Novel, Nation, Travel
Almeida Garrett’s Travels into my Homeland (Viagens na minha terra)

 

L’article analyse la structure du roman d’Almeida Garrett, Viagens na minha terra (Travels into my Homeland, 1846), en concentrant l’attention sur le sujet du voyage dans la terre d’origine, au cours du Romantisme portugais (dont Garrett est l’écrivain le plus représentatif), et sur comment ce roman peut être considéré une sorte de récit de voyage « introspectif » de l’auteur.

 

image002_12.jpg

 

I.

The literature of European Romanticism is variously concerned with travel, exile and displacement, and often the strong subjective bent of the Romantic era is coupled here with an interest in the question of national character, national difference, or national self-definition. The intersection of new aesthetic sensibilities with an emphatic notion of “place” and the mode of travel might be explored with regard to several Romantic writers, and a prime example would certainly be Madame de Staël’s enormously influential “international” novel, Corinne ou l’Italie (1807). Another prominent example, centrally concerned with cross-border travelling, exploration of a cultural periphery, and appearing directly in the wake of the success of Corinne, is Walter Scott’s not less influential historical novel Waverley (1814).[1]

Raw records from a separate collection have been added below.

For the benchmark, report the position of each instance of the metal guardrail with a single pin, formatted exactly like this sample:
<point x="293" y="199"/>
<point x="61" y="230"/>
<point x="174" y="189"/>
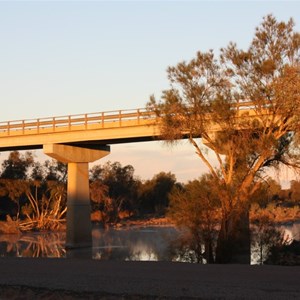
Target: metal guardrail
<point x="69" y="122"/>
<point x="52" y="124"/>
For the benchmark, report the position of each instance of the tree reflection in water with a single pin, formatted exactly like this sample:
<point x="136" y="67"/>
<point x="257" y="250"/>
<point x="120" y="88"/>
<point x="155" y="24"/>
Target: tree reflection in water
<point x="37" y="244"/>
<point x="140" y="243"/>
<point x="134" y="243"/>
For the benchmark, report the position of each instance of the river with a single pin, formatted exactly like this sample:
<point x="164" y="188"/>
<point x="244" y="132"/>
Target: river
<point x="148" y="243"/>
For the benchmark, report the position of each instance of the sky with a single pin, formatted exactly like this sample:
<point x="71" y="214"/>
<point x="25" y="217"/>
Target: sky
<point x="72" y="57"/>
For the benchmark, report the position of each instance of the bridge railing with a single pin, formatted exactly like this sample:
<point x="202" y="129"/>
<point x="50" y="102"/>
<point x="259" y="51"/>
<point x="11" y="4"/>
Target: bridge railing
<point x="70" y="122"/>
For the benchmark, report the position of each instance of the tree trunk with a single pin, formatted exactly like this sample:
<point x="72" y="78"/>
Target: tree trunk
<point x="233" y="245"/>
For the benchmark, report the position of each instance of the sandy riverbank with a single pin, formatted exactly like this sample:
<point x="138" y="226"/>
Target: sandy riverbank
<point x="92" y="279"/>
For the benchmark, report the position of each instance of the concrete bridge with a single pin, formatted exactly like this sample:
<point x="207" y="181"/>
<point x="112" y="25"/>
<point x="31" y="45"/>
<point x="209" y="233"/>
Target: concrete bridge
<point x="78" y="140"/>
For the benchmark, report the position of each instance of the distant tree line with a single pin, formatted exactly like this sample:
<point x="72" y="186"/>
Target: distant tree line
<point x="33" y="197"/>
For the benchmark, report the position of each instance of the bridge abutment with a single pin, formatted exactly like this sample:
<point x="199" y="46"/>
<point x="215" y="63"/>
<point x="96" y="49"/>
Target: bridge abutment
<point x="79" y="228"/>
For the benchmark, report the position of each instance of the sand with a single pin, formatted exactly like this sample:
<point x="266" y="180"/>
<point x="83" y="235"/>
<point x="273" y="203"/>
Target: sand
<point x="38" y="278"/>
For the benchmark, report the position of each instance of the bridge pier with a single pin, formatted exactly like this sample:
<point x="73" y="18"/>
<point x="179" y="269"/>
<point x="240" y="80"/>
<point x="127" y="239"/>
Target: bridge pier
<point x="79" y="227"/>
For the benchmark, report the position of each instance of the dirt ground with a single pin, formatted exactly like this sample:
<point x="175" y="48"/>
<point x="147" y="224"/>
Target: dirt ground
<point x="38" y="278"/>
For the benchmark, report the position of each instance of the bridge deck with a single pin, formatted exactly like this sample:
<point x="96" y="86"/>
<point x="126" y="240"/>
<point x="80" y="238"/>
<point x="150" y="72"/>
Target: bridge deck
<point x="88" y="129"/>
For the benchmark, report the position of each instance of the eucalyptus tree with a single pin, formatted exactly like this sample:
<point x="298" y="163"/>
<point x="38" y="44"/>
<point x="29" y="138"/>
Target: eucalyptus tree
<point x="207" y="98"/>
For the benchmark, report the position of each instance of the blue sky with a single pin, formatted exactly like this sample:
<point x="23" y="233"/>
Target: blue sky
<point x="70" y="57"/>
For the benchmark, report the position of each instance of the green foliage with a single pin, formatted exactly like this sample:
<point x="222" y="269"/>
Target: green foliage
<point x="153" y="193"/>
<point x="195" y="209"/>
<point x="204" y="101"/>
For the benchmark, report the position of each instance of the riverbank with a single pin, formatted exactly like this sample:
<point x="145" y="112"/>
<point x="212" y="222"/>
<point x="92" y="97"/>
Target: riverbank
<point x="90" y="279"/>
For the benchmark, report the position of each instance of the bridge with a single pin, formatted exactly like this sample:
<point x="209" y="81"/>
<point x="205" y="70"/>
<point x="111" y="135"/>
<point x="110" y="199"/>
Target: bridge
<point x="78" y="140"/>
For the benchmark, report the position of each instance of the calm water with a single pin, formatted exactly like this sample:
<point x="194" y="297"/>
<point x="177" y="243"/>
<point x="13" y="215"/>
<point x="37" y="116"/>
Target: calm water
<point x="137" y="243"/>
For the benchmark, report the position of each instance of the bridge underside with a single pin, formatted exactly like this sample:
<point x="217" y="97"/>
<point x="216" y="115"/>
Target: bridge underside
<point x="98" y="145"/>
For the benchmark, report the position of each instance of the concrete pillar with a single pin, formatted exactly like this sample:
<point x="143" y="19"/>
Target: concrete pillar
<point x="79" y="228"/>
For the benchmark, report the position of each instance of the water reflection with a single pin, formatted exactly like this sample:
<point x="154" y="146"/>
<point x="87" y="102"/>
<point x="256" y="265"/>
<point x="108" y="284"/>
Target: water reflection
<point x="144" y="243"/>
<point x="45" y="244"/>
<point x="136" y="243"/>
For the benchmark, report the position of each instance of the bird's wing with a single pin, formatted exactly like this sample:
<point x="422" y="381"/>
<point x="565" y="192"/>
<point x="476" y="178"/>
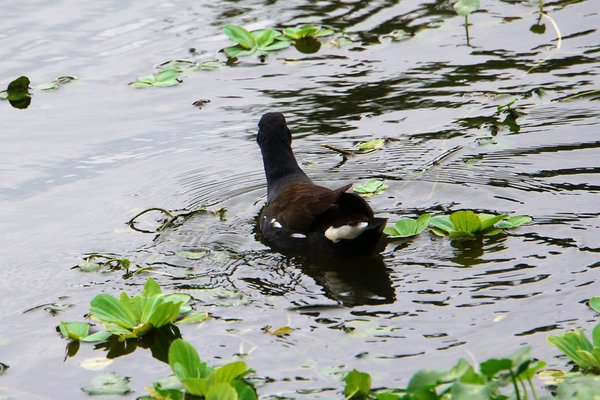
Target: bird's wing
<point x="298" y="207"/>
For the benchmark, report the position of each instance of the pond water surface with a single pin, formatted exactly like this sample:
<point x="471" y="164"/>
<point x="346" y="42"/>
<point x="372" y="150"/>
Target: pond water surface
<point x="80" y="161"/>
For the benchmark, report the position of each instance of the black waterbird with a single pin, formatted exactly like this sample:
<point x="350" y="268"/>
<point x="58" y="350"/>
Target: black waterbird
<point x="305" y="218"/>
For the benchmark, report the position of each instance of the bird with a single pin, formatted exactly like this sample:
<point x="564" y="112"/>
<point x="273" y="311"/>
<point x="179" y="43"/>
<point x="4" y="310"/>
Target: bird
<point x="302" y="217"/>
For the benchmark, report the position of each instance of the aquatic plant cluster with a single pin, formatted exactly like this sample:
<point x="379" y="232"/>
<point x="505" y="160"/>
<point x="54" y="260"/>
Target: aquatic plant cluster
<point x="133" y="317"/>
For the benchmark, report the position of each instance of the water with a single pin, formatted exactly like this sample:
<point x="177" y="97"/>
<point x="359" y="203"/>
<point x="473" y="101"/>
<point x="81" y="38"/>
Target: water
<point x="81" y="161"/>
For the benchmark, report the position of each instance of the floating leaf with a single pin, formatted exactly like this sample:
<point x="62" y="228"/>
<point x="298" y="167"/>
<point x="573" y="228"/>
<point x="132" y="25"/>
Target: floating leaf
<point x="239" y="35"/>
<point x="514" y="221"/>
<point x="96" y="364"/>
<point x="194" y="318"/>
<point x="108" y="384"/>
<point x="465" y="221"/>
<point x="17" y="93"/>
<point x="284" y="330"/>
<point x="358" y="384"/>
<point x="370" y="187"/>
<point x="191" y="255"/>
<point x="407" y="227"/>
<point x="398" y="34"/>
<point x="371" y="145"/>
<point x="595" y="304"/>
<point x="466" y="7"/>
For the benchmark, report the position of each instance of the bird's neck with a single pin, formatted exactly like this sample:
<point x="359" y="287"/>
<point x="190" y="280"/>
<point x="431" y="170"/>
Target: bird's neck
<point x="280" y="167"/>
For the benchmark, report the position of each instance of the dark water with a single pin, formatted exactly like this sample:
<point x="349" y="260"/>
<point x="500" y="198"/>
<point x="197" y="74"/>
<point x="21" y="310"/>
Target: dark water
<point x="80" y="161"/>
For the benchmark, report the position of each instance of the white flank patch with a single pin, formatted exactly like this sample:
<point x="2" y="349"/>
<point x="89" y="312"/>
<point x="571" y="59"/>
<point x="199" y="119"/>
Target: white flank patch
<point x="348" y="232"/>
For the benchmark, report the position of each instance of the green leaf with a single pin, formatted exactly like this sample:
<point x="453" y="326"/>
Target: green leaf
<point x="185" y="362"/>
<point x="595" y="304"/>
<point x="443" y="223"/>
<point x="74" y="330"/>
<point x="372" y="144"/>
<point x="194" y="318"/>
<point x="466" y="221"/>
<point x="166" y="75"/>
<point x="463" y="391"/>
<point x="264" y="37"/>
<point x="461" y="236"/>
<point x="19" y="85"/>
<point x="244" y="390"/>
<point x="581" y="388"/>
<point x="108" y="384"/>
<point x="240" y="36"/>
<point x="222" y="391"/>
<point x="488" y="220"/>
<point x="514" y="221"/>
<point x="229" y="372"/>
<point x="238" y="51"/>
<point x="357" y="384"/>
<point x="492" y="366"/>
<point x="108" y="309"/>
<point x="466" y="7"/>
<point x="370" y="187"/>
<point x="424" y="379"/>
<point x="47" y="86"/>
<point x="211" y="65"/>
<point x="573" y="344"/>
<point x="279" y="45"/>
<point x="97" y="337"/>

However, I would like to draw attention here to a novel that is less well known or influential then either Corinne or Waverley, but which is equally important in this context, namely Almeida Garrett’s Viagens na minha terra (Travels into my Homeland) from 1846. As the title already indicates, this novel by the most significant writer of Portuguese Romanticism is not concerned with cross-border, or cross-nation travelling (from France and Scotland to Italy in Corinne, from England to Scotland in Waverley), but rather with a voyage (or, more precisely, voyages) within the borders of one’s country. However, the seemingly straightforward title of this novel—generally acknowledged to be the first novel of modern prose in Portugal—is deceptive: this is neither a traditional novel, nor is it a travel narrative in the traditional sense. The very first paragraph makes this clear, by establishing a strong inter-textual relationship with the genre of the literary micro-voyage, as established by Xavier de Maistre in his Voyage autour de ma chambre (1794):

Que viaje à roda do seu quarto quem está à beira dos Alpes, de Inverno, em Turim, que é quase tão frio como S. Petersburgo—entende-se. Mas com este clima, com este ar que Deus nos deu, onde a laranjeira cresce na horta, e o mato é de murta, o próprio Xavier de Maistre, que aqui escrevesse, ao menos ia até o quintal. (I, 5)[2]

That a person who lives near the Alps, in Turin, which is nearly as cold as St Petersburg, should travel around his bedroom, is understandable. But in this climate, with this God-given air, in which orange trees grow in the back garden and the undergrowth is a mass of myrtle, even Xavier de Maistre, if he were writing here, would at least go as far as the backyard.[3]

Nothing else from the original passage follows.